Burn rate = (actual error rate) / (SLO-permitted error rate)
For a 99.9% SLO:
Permitted error rate = 0.1%
If current error rate = 0.5%
Burn rate = 0.5% / 0.1% = 5x
At 5x burn rate, a 30-day budget is consumed in 6 days.Implement multi-window burn rate alerts (Google’s recommended approach):
# Prometheus alerting rules for SLO burn rate
groups:
- name: slo-burn-rate
rules:
# Fast burn: 14.4x over 1 hour (exhausts budget in ~2 days)
# Short window for confirmation: 5 minutes
- alert: SLOHighBurnRate_Critical
expr: |
(
sum(rate(http_requests_total{status=~"5.."}[1h]))
/ sum(rate(http_requests_total[1h]))
) > (14.4 * 0.001)
and
(
sum(rate(http_requests_total{status=~"5.."}[5m]))
/ sum(rate(http_requests_total[5m]))
) > (14.4 * 0.001)
labels:
severity: critical
annotations:
summary: "High SLO burn rate - budget exhausted in ~2 days"
# Slow burn: 3x over 6 hours (exhausts budget in ~10 days)
- alert: SLOHighBurnRate_Warning
expr: |
(
sum(rate(http_requests_total{status=~"5.."}[6h]))
/ sum(rate(http_requests_total[6h]))
) > (3 * 0.001)
and
(
sum(rate(http_requests_total{status=~"5.."}[30m]))
/ sum(rate(http_requests_total[30m]))
) > (3 * 0.001)
labels:
severity: warning
annotations:
summary: "Elevated SLO burn rate - budget exhausted in ~10 days"The long window catches sustained problems. The short window prevents alerting on issues that have already resolved. This dual-window approach dramatically reduces false positives compared to single-threshold alerts.

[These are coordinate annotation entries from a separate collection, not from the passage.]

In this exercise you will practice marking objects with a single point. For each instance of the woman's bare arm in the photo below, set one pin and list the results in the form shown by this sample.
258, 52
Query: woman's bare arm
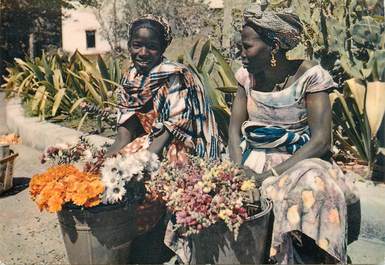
127, 132
319, 120
238, 116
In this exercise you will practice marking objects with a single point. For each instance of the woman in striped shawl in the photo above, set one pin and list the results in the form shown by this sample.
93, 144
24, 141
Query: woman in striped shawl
161, 108
280, 130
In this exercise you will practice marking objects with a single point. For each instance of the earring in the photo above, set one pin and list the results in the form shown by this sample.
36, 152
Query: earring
273, 61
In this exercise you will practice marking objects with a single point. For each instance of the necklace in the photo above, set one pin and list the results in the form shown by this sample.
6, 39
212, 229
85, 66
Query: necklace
281, 86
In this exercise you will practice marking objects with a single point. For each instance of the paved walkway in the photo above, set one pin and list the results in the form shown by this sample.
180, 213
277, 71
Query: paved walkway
30, 237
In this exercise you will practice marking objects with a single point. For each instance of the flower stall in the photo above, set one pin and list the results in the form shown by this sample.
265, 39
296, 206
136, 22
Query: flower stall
101, 204
210, 202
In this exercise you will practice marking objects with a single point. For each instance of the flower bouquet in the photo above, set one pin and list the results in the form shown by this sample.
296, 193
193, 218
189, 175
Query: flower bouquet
201, 193
209, 201
102, 204
80, 175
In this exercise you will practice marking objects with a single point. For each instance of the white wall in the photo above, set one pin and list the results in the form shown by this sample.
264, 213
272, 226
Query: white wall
75, 24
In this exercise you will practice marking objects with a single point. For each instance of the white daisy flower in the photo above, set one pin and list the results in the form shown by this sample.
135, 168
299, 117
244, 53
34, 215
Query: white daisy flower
87, 155
115, 193
110, 180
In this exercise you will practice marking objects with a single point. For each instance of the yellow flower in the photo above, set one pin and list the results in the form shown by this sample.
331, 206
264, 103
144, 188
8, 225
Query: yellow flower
224, 214
206, 186
247, 185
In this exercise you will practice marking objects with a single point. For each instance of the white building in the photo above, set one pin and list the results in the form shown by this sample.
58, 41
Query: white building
81, 31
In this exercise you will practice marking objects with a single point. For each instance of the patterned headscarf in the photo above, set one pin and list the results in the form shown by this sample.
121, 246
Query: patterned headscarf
161, 21
282, 27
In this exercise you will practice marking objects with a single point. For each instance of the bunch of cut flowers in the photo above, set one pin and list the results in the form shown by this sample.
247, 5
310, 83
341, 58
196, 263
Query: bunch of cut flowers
203, 192
80, 175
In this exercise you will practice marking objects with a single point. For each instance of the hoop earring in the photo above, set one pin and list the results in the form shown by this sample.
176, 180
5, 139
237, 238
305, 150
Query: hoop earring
273, 61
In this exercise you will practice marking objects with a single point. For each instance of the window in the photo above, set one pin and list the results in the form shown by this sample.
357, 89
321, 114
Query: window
90, 38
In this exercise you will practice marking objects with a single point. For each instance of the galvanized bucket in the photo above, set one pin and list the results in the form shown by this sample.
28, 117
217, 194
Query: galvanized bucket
104, 234
6, 166
216, 245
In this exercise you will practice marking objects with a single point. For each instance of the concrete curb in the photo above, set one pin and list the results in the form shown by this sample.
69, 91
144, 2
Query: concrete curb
41, 134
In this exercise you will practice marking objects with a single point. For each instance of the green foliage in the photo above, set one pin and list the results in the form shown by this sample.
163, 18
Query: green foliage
357, 116
217, 78
57, 85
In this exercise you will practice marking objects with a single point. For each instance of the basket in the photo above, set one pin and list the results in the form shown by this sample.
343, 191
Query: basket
6, 171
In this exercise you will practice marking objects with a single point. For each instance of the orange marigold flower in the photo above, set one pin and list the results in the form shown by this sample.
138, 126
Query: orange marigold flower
65, 183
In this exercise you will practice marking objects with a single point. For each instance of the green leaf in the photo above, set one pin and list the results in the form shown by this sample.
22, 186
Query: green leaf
82, 121
57, 100
38, 98
203, 54
225, 66
76, 104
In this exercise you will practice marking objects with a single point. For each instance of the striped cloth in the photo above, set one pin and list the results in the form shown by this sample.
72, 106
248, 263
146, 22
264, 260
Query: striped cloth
262, 137
179, 103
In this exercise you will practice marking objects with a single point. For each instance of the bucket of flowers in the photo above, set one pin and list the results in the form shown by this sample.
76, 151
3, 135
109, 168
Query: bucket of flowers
102, 205
210, 203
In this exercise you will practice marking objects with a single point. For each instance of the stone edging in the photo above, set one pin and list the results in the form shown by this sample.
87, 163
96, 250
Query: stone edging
41, 134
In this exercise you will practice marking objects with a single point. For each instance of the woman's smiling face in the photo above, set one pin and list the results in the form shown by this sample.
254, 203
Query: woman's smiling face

Step 6: Stakeholder Communication#
SLOs are useless if only the engineering team knows about them. Product managers, executives, and customer-facing teams need to understand what SLOs mean and how error budgets affect planning.
Weekly SLO Report#
## SLO Status Report - Week of 2026-02-17
| Service | SLO Target | Current | Budget Remaining | Trend |
|-------------|-----------|----------|-----------------|--------|
| payment-api | 99.9% | 99.92% | 62% | Stable |
| search-api | 99.5% | 99.1% | 18% | Down |
| auth-service | 99.9% | 99.97% | 88% | Stable |
### Action Items
- search-api: Error budget below 25%. Reliability sprint started.
Root cause: connection pool exhaustion under peak load (JIRA-4601).
Feature deployments paused until budget recovers above 50%.Frame error budgets as a shared resource. Product managers should think of error budget like a spending account: deploying a risky feature costs some budget. A planned maintenance window costs some budget. Running the budget to zero means no more risk-taking until it recovers. This turns reliability from an abstract concern into a concrete resource that competes fairly with feature work.